Yevgeniy Sharlat (Russia/USA)
Yevgeniy Sharlat's catalog includes orchestra, chamber, solo, theatrical, and multimedia works. The recipient of numerous awards, Sharlat was born in Moscow, Russia. He majored in violin, piano, and music theory at the Academy of Moscow Conservatory. After immigrating to the United States in 1994, he studied composition at Juilliard Pre-College, received his bachelor's degree from the Curtis Institute of Music, and his master's and doctoral degrees from Yale University. Sharlat is associate professor at the University of Texas at Austin, where he teaches composition and music theory.
Stephan Thelen (Switzerland)
Raised in Santa Rosa, California, Stephan Thelen is a composer, electric guitarist, and mathematician based in Zu?rich. Aside from teaching mathematics, he is a member of the Swiss minimal-rock band SONAR (Cuneiform Records), a quartet that produces a unique blend of music that explores polymetrical structures and the harmonic possibilities of guitars tuned in tritones. He studied mathematics and music at the University of Zu?rich, where he obtained a PhD in mathematics in 1990.
An adventurous list of partners - including presenters, academic institutions, foundations, and individuals - has joined forces to support this unprecedented project. For more information on Kronos' Fifty for the Future partners, visit kronosquartet.org/fifty-for-the-future/partners.
A B O U T K R O N O S Q U A R T E T
For more than 40 years, San Francisco's Kronos Quartet - David Harrington (violin), John Sherba (violin), Hank Dutt (viola), and Sunny Yang (cello) - has combined a spirit of fearless exploration with a commitment to continually re-imagining the string quartet experience. In the process, Kronos has become one of the world's most celebrated and influential ensembles, performing thousands of concerts, releasing more than 60 recordings, collaborating with many of the world's most intriguing and accomplished composers and performers, and commissioning over 900 works and arrangements for string quartet. A Grammy winner, Kronos also received the Polar Music and Avery Fisher Prizes.
Integral to Kronos' work is a series of long-running collaborations with many of the world's foremost composers, including Americans Terry Riley, Philip Glass, and Steve Reich; Azerbaijan's Franghiz Ali-Zadeh; Poland's Henryk Górecki; and Serbian-American Aleksandra Vrebalov.
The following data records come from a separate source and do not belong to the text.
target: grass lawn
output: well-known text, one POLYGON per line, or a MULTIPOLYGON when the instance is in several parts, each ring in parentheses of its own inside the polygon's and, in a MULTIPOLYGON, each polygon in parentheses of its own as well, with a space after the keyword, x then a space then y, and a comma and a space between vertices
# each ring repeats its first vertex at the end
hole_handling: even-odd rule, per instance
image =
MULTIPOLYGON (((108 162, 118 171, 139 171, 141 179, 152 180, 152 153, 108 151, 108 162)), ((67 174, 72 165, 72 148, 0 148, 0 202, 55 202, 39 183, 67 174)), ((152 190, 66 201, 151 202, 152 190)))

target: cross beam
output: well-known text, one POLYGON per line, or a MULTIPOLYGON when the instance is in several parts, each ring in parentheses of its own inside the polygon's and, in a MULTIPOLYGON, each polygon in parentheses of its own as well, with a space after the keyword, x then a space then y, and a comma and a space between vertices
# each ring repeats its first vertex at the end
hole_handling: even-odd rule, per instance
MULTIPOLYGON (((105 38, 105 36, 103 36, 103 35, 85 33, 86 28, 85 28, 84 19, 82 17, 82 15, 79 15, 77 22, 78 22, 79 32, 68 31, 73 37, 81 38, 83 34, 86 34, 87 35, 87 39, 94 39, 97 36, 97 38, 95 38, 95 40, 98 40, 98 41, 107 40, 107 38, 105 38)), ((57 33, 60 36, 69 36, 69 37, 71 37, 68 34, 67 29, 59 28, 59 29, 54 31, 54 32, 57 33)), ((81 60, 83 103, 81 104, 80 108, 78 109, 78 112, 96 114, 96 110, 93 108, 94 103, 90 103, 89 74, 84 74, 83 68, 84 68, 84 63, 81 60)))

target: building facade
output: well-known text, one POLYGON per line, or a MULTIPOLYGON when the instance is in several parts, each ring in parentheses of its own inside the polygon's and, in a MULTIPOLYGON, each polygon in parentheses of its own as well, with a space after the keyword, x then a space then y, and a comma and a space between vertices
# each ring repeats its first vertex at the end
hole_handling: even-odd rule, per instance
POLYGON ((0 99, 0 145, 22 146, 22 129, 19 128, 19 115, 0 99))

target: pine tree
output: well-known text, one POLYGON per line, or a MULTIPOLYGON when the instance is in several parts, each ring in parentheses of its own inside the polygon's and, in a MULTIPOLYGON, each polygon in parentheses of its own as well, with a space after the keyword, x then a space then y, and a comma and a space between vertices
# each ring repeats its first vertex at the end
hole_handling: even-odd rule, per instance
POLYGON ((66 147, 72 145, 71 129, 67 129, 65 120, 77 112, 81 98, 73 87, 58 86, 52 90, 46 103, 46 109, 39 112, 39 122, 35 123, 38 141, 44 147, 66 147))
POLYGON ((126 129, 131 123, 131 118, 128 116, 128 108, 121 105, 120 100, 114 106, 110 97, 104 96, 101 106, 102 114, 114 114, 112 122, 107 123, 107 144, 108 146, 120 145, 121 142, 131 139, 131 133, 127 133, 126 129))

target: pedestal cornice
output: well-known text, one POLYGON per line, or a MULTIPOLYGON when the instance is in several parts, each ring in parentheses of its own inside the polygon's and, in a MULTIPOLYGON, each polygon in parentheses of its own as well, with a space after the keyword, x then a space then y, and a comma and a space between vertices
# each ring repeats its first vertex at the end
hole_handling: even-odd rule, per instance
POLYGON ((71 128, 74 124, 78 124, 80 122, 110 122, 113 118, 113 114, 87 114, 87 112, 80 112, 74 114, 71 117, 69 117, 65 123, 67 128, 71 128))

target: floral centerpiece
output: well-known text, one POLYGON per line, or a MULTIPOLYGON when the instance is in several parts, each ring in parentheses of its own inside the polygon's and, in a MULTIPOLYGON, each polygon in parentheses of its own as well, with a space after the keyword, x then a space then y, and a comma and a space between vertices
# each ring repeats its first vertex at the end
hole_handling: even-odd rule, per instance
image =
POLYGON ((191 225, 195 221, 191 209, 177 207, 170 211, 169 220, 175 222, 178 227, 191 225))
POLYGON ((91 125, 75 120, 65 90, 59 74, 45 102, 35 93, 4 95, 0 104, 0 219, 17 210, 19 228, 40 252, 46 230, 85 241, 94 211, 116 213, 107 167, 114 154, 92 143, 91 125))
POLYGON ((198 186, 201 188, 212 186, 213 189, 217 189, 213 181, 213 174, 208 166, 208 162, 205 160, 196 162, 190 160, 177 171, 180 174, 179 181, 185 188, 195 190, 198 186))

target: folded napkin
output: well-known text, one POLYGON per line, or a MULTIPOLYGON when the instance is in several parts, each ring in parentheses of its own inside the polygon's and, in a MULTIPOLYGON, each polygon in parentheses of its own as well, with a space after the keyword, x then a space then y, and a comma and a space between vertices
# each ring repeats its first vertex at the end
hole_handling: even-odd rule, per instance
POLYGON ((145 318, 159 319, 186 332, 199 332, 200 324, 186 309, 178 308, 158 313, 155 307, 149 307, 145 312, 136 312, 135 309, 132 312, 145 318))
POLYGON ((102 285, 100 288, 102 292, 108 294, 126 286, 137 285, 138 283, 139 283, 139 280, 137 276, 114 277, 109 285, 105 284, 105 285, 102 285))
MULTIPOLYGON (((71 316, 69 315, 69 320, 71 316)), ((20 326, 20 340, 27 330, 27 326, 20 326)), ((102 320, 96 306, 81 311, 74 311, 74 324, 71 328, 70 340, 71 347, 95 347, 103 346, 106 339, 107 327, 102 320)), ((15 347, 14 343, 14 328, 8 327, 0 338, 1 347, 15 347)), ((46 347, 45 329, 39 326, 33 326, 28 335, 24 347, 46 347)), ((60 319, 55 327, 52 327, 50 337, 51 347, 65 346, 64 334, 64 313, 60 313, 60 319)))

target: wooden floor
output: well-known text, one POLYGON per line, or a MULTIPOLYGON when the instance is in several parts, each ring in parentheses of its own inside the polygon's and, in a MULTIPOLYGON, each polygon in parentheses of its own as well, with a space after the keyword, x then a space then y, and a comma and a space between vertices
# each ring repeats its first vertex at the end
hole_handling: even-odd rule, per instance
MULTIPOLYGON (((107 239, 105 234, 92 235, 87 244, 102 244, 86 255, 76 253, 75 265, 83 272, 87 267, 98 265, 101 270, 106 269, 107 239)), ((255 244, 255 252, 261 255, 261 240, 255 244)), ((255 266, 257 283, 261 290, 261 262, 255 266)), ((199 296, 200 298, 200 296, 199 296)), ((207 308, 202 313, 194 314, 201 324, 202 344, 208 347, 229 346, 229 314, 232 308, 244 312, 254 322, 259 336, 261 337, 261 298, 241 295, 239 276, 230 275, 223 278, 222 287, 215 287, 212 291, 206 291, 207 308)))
Additional collaborators have included Chinese pipa virtuoso Wu Man, performance artist Laurie Anderson, Azeri vocalist Alim Qasimov, Inuit throat singer Tanya Tagaq, Malian griot musicians Trio Da Kali, Paul McCartney, Carolina Chocolate Drops founder Rhiannon Giddens, Tom Waits, and The National.
On tour for five months per year, Kronos appears in the world's most prestigious concert halls, clubs, and festivals. Kronos is equally prolific and wide-ranging on recordings, including the Grammy- and Latin Grammy-nominated Nuevo (2002) and the 2004 Grammy winner, Alban Berg's Lyric Suite. Kronos' most recent releases include The Sea Ranch Songs, featuring music by Aleksandra Vrebablov and film by Andrew Lyndon, and Pelle Gudmundsen-Holmgreen's Green Ground, written for Kronos Quartet and Theatre of Voices.
The nonprofit Kronos Performing Arts Association (KPAA) manages all aspects of Kronos' work, including commissioning, concert tours and local performances, education programs, and the annual KRONOS FESTIVAL in San Francisco. In 2015, KPAA launched Fifty for the Future: The Kronos Learning Repertoire, a new education initiative that is commissionin 50 new works (five by women and five by men each year for five years) that are designed expressly for the training of students and emerging professionals. Companion materials, including scores and parts, recordings, videos, performance notes, and composer interviews, are being distributed on kronosquartet.org for free.